The bureau made the comment to RTHK in response to media reports that children as young as six were left frightened and in tears when they were shown the footage in a moral education class at one local primary school, prompting complaints from parents.
The bureau confirmed that the documentary had been played on local free-to-air television and had been uploaded to the internet, with a warning saying “the following scenes may be disturbing. Viewer discretion is advised”. It said teaching staff could opt to use it as material in class.
However, the bureau spokesman said teachers should be professional and give appropriate guidance when showing videos and photos of the war.
“History is history, we cannot avoid it,” he said. “Wars are cruel anyway, and we must learn to treasure peace, respect lives, forgive others and protect our country through history.”

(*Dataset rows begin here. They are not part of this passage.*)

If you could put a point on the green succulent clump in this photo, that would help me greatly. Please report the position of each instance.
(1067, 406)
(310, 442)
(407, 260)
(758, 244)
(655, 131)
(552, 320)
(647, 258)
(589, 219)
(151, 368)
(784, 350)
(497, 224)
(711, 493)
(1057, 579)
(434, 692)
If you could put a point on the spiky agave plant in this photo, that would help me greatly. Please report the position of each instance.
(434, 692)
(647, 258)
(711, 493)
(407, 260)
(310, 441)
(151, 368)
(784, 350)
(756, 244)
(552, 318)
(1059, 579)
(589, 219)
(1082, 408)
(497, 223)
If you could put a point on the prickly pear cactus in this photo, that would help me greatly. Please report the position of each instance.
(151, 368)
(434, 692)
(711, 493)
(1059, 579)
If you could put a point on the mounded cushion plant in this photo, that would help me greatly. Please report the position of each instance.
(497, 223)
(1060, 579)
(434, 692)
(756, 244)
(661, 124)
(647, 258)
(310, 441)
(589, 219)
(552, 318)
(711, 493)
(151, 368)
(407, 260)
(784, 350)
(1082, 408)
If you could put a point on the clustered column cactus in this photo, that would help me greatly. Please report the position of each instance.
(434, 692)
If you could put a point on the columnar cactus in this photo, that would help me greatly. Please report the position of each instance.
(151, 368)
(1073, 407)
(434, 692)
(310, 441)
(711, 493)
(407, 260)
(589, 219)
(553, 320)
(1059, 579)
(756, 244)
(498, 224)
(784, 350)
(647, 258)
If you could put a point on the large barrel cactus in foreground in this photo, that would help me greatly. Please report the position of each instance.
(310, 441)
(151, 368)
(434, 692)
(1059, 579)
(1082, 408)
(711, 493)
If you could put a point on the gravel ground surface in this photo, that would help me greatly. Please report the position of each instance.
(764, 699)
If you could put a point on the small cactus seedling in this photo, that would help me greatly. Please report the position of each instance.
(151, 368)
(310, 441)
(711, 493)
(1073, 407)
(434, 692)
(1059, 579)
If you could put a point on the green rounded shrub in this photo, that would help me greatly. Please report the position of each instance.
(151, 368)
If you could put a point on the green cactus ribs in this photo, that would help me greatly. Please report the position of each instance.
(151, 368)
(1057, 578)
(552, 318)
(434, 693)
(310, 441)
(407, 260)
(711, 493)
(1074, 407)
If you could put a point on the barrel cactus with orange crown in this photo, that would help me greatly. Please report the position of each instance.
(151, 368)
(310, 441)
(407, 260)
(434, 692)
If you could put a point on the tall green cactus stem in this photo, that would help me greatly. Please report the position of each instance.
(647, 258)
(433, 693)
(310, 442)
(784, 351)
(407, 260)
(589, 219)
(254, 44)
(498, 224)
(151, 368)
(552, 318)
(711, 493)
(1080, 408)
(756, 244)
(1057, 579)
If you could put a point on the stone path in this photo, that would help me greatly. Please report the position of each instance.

The spokesman said the bureau had made a Powerpoint presentation on the war for schools’ reference, but teachers should use the teaching materials flexibly and choose the appropriate material for pupils, according to their age, mental and intellectual development, and the school context.
The spokesman added: “We hope all sectors in the society can understand that learning national history is important to educate the next generation, trust education professionals and teachers’ guidance, and not to be misled by one-sided discourse."
The Nanjing Massacre began on December 13, 1937. Over six weeks, invading Japanese troops killed an estimated 300,000 people in the city. Beijing has long pressed Japan to apologise for the massacre, one of the most brutal episodes of the Second Sino-Japanese war.